Coupled acid and base UiO-66-type MOFs supported on g-C₃N₄ as a bi-functional catalyst for one-pot production of 5-HMF from glucose

Chemically functional microporous metal-organic frameworks (MOFs) crystals are attractive for catalysis applications, and recent results show that they can be immobilized on high stability substrates, such as carbon materials. In this work, g-C₃N₄ supported UiO-66-type MOFs catalysts with only acid, base or acid-base bi-functional active sites, have been successfully synthesized via a green (aqueous solutions), mild (90 °C, atmospheric pressure), and one-pot modulated hydrothermal (MHT) method. The physical and chemical properties of the obtained catalysts were systematically characterized by different characterization methods. The results indicated that the synthesized catalysts have microporous structure, excellent thermostability and acid-base bi-functional active sites.
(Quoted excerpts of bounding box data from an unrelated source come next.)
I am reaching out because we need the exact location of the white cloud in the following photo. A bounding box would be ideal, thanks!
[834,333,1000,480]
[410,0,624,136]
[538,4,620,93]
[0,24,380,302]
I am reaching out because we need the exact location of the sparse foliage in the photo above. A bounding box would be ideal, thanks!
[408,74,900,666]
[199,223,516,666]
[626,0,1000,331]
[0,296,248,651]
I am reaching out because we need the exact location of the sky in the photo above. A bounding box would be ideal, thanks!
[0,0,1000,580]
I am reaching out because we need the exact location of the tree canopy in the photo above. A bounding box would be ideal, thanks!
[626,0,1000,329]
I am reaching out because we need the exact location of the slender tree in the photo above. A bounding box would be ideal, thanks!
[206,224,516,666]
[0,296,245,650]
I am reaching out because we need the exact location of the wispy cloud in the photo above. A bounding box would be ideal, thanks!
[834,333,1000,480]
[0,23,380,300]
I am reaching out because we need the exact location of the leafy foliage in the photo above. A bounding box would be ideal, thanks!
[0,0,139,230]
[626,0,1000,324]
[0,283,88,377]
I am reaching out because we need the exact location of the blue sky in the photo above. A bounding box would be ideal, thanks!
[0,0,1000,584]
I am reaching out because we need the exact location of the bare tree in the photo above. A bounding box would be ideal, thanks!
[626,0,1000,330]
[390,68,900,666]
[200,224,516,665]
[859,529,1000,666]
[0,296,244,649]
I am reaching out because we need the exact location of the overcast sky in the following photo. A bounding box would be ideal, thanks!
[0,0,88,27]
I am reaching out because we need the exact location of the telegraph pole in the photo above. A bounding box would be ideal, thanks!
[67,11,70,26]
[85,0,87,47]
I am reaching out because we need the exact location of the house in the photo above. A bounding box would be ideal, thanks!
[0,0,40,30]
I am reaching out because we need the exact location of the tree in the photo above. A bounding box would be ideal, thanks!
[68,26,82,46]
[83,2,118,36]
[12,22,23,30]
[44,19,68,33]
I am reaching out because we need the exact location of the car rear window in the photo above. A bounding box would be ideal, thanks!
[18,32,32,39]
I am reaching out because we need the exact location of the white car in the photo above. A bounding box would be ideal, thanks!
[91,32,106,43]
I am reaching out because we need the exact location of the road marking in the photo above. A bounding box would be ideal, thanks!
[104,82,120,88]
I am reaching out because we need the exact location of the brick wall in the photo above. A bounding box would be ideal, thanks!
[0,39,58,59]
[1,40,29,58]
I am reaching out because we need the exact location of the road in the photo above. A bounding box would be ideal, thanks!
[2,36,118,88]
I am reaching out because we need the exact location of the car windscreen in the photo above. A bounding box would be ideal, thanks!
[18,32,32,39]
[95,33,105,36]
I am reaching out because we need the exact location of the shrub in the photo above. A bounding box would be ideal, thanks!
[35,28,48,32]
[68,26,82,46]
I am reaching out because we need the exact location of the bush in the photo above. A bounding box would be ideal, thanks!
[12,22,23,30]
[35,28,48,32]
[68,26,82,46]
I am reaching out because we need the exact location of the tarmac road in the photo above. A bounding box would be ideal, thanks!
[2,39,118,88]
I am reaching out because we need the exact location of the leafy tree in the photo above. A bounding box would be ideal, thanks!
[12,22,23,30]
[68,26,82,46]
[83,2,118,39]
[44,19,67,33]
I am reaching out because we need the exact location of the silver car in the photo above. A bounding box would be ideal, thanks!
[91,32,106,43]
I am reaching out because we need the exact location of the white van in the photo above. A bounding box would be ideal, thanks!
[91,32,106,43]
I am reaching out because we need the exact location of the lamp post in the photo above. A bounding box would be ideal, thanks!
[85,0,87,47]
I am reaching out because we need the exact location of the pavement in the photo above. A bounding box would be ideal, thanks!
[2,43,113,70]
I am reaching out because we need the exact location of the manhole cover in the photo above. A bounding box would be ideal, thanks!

One-pot synthesis of 5-hydroxymethylfurfural (5-HMF) from glucose was performed to investigate the activities of synthesized catalysts. Benefiting from the synergistic effects of the acid-base bi-functional active sites, the highest 5-HMF yield of 54.9% was achieved in an isopropanol-mediated DMSO system, under the optimal conditions. Moderate to excellent yields of 5-HMF were also obtained from one-pot conversions of other carbohydrates, including inulin, sucrose, cellobiose, maltose and starch, with our developed catalytic system. The one-pot production of 5-HMF from cellulose was also smoothly processed by the g-C₃N₄ supported UiO-66-type MOFs catalysts in an IL-based system. This work offers a versatile strategy for developing supported UiO-66-type MOFs catalyst for a wide range of biomass transformation to platform chemicals.